Six ans plus tard, le changement dans l’agenda politique qu’a supposé la convocation du référendum du 21 février a été envisagé par l’exécutif comme un nouveau plébiscite à la gestion du gouvernement d’Evo Morales alors que le mandat s’achevait en 2019. Tel ne fut pas le cas.

Certes, les réussites sont structurelles et nombreuses. Les référents symboliques de la communauté politique imaginée et les principes légitimateurs de la citoyenneté ont radicalement changé. Par exemple, l’utilisation d’un nouveau vocabulaire dans les discours politique et national ; la revalorisation profonde politique et symbolique du «populaire» et de l’«indigène» dans une société structurée ethniquement et par classe depuis l’indépendance ; l’inclusion d’acteurs d’extraction populaire dans l’administration et à la tête de l’Etat. Au niveau international, la Bolivie s’insère, enfin, dans le concert international comme le pays ayant revendiqué constitutionnellement le principe pluraliste de l’organisation de l’Etat : un laboratoire d’innovations en somme.

Mais il est vrai que les échecs sont là : corruption institutionnalisée y compris de certains mouvements sociaux (scandale de la gestion du Fonds indigène, adjudications opaques de contrats publics, etc.), manque d’indépendance du pouvoir judiciaire, absence de politiques en matière d’égalité de genre, de la santé et de l’éducation, etc. Certes, ces treize dernières années l’économie bolivienne a changé de dimension. La pauvreté et les inégalités se sont réduites, les emplois ont été créés dans les services, la construction, les transports. Une nouvelle classe moyenne consommatrice a émergé.
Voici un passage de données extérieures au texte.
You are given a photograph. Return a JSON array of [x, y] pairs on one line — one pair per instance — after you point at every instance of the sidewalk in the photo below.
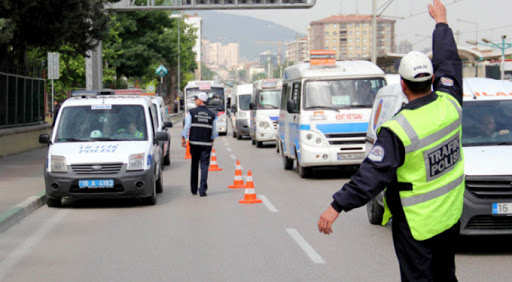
[[21, 185]]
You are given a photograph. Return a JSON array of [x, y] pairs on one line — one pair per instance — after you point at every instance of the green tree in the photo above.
[[47, 25]]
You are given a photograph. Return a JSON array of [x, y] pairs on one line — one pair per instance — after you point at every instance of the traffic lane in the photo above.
[[476, 256], [21, 177], [183, 238], [354, 244]]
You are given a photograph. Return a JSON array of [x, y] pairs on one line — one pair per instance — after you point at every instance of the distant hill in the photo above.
[[245, 30]]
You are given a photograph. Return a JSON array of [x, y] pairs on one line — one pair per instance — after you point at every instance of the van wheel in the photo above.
[[53, 202], [375, 212], [287, 163], [151, 200], [159, 184]]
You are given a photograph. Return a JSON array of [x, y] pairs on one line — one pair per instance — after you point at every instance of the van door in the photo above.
[[294, 121]]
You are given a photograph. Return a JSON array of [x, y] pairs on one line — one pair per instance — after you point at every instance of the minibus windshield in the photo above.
[[340, 94]]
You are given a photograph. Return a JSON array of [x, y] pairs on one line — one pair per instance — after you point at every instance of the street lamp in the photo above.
[[503, 46]]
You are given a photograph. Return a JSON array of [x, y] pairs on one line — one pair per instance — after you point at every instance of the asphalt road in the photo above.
[[188, 238]]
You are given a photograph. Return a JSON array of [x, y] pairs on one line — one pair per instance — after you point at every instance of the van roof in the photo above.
[[114, 100], [477, 88], [342, 68]]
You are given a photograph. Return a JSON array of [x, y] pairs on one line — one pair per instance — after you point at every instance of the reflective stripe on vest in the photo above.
[[200, 143], [433, 164], [201, 125]]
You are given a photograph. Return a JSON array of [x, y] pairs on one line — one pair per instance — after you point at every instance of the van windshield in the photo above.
[[269, 99], [342, 93], [486, 123], [102, 122], [215, 98], [243, 101]]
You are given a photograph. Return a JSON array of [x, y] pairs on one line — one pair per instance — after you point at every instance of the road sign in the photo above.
[[53, 65], [161, 71]]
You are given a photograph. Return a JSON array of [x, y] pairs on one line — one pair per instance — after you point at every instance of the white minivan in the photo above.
[[266, 97], [487, 147], [104, 146], [324, 113], [240, 112]]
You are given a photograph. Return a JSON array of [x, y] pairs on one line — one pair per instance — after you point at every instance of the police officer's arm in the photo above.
[[375, 174], [445, 59], [186, 129]]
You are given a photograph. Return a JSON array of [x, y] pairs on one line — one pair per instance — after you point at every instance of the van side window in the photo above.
[[284, 96], [295, 95]]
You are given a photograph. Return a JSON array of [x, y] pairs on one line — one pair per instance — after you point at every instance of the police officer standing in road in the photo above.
[[418, 157], [200, 121]]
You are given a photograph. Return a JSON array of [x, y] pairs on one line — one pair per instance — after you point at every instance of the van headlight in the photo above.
[[136, 162], [313, 139], [58, 164], [264, 124]]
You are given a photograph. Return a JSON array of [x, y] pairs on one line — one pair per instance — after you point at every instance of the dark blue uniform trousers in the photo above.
[[200, 155]]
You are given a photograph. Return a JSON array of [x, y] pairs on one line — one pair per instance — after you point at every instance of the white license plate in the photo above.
[[96, 183], [502, 208], [350, 156]]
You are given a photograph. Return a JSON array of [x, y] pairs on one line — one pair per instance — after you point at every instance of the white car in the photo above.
[[487, 149], [104, 146]]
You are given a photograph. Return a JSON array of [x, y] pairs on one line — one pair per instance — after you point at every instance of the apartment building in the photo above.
[[351, 36]]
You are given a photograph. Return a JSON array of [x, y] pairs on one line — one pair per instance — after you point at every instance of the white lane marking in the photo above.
[[306, 247], [19, 253], [267, 203]]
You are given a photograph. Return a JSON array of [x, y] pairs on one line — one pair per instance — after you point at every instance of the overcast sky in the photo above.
[[413, 23]]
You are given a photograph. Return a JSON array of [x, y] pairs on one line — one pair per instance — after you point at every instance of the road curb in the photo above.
[[15, 214]]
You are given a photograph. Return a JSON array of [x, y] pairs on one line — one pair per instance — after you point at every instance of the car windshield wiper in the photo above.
[[72, 140], [322, 107]]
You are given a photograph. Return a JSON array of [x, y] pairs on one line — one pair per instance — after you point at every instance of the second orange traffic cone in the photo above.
[[187, 153], [250, 195], [213, 163], [239, 180]]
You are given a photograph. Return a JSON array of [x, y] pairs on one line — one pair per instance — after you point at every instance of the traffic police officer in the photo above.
[[418, 157], [201, 122]]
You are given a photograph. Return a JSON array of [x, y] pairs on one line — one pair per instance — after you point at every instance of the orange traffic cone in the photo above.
[[187, 153], [239, 180], [213, 163], [250, 195]]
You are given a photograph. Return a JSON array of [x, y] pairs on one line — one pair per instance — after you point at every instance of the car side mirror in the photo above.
[[291, 107], [162, 136], [44, 139]]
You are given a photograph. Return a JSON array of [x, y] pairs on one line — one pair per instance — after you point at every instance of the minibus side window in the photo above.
[[296, 95]]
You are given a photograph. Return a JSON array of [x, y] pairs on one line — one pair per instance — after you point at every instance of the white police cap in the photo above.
[[413, 64]]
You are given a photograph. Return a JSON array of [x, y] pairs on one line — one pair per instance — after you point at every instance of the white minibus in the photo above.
[[324, 113], [265, 110]]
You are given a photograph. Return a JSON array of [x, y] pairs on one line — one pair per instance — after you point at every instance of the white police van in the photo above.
[[324, 113], [264, 106], [487, 147], [240, 112], [104, 146]]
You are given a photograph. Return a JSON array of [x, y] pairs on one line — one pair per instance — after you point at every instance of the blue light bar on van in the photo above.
[[91, 93]]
Même si le gouvernement d’Evo Morales a été un bon gouvernement, le sentiment généralisé et exprimé dans les urnes le 21 février, surtout dans les secteurs urbanisés, a été tel que le président bolivien aurait dû accepter le jeu de l’alternance et éviter de se «perpétuer» au pouvoir. Il a été sanctionné durement. Héritier des partis nationaux-populistes latino-américains (et du Mouvement nationaliste révolutionnaire-MNR), le parti présidentiel MAS tire sa dynamique de sa capacité à mobiliser toutes les forces populaires (tout particulièrement les mouvements sociaux). Il a réussi, en la figure de son leader charismatique, Evo Morales Ayma, à unir des revendications et des espoirs multiples et parfois contradictoires. En ce sens-là, il apparaît plus comme un mouvement que comme un parti. Il a échoué dans la réflexion prospective de l’après-Evo Morales.
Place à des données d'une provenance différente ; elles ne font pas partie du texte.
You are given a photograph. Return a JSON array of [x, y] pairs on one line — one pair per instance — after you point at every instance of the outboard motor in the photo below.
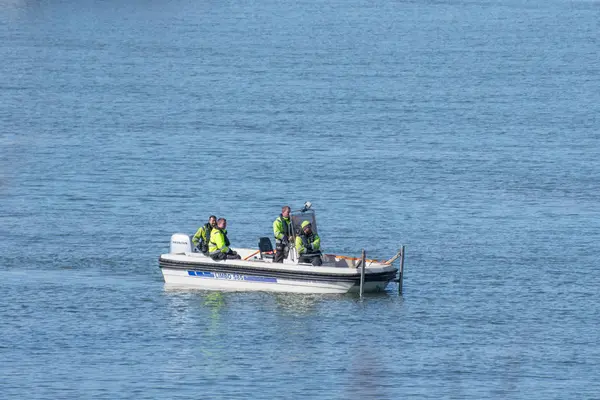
[[180, 243]]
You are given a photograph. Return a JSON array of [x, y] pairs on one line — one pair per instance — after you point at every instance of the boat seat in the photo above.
[[265, 247]]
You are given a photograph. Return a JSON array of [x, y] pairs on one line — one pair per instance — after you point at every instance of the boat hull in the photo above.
[[204, 273]]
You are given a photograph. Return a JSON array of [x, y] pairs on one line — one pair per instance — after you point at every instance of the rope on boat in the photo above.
[[352, 258], [256, 252]]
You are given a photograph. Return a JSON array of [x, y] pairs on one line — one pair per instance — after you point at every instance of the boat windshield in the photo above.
[[298, 217]]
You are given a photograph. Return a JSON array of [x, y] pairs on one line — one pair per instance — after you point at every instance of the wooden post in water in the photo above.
[[401, 272], [362, 273]]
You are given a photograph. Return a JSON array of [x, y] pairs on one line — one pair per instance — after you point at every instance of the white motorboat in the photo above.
[[256, 270]]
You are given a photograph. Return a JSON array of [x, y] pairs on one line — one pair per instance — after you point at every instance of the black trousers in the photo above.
[[281, 253]]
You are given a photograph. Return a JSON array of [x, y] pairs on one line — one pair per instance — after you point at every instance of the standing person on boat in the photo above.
[[308, 245], [282, 229], [218, 246], [202, 236]]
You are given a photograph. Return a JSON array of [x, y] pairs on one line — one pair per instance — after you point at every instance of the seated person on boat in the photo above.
[[308, 245], [202, 236], [218, 247]]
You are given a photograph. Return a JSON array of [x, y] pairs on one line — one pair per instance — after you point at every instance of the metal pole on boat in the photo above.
[[362, 272], [401, 271]]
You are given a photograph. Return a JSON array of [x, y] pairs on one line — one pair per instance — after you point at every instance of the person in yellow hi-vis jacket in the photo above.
[[282, 230], [202, 236], [308, 245], [218, 247]]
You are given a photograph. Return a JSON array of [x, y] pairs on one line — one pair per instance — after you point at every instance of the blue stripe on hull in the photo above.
[[232, 277]]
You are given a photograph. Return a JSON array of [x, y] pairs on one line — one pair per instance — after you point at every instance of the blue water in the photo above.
[[466, 130]]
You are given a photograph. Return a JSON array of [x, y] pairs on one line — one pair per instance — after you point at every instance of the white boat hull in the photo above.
[[195, 270]]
L’orientation à la fois étatique et communautaire qui a dominé les premières années de gouvernement et qui a débouché sur la nouvelle Constitution, penche aujourd’hui plus sur la primauté de l’exécutif et sur l’autoritarisme du président Morales. Mais en même temps, la politique continue dans la rue avec force et violence. Le pluralisme politique interculturel est nécessairement conflictuel et inclusif, mais aussi inachevé étant donné que toute démocratie a un besoin de renouvellement constant. La société bolivienne a une immense force créatrice. Elle a aussi des traits séditieux, clientélistes et paternalistes, qui limitent - quand ils ne détruisent pas - les processus de changement qu’ils ont créés. Tel est le cas aujourd’hui. Les vieux démons du passé sont en train de renaître : le racisme, la violence, la mort de l’Etat laïque, etc. Pendant que 35 % de l’électorat qui a voté pour le binôme Evo Morales-Alvaro García Linera croit au «processus de changement» et attend un leader susceptible de les représenter aux élections qui sont prévues dans 90 jours, selon la Constitution.

Mais les événements se précipitent, Morales est maintenant en exil au Mexique, la nouvelle présidente, Jeanine Añez, sénatrice conservatrice, a demandé à l’armée de se joindre à la police pour rétablir l’ordre, l’ONU dénonce un «usage disproportionné de la force», tous les ambassadeurs ont été démis de leur fonction, à l’exception de celui du Pérou (malade) et de celui du Vatican. Les directeurs d’institutions (ministères, etc..) ont dû mettre leur poste à disposition... Ce gouvernement de transition semble donc s’inscrire dans la durée, même s’il annonce vouloir convoquer des élections «très vite».

Il n’en reste pas moins que la vigilance est de mise : le gouvernement de transition récemment nommé par la Présidente est composé de représentants de l’oligarchie de l’agrobusiness de Santa Cruz, proches du leader d’extrême droite, Fernando Camacho.

Christine Delfour , professeure des universités, université de Paris-Est-Marne-la-Vallée (Upem).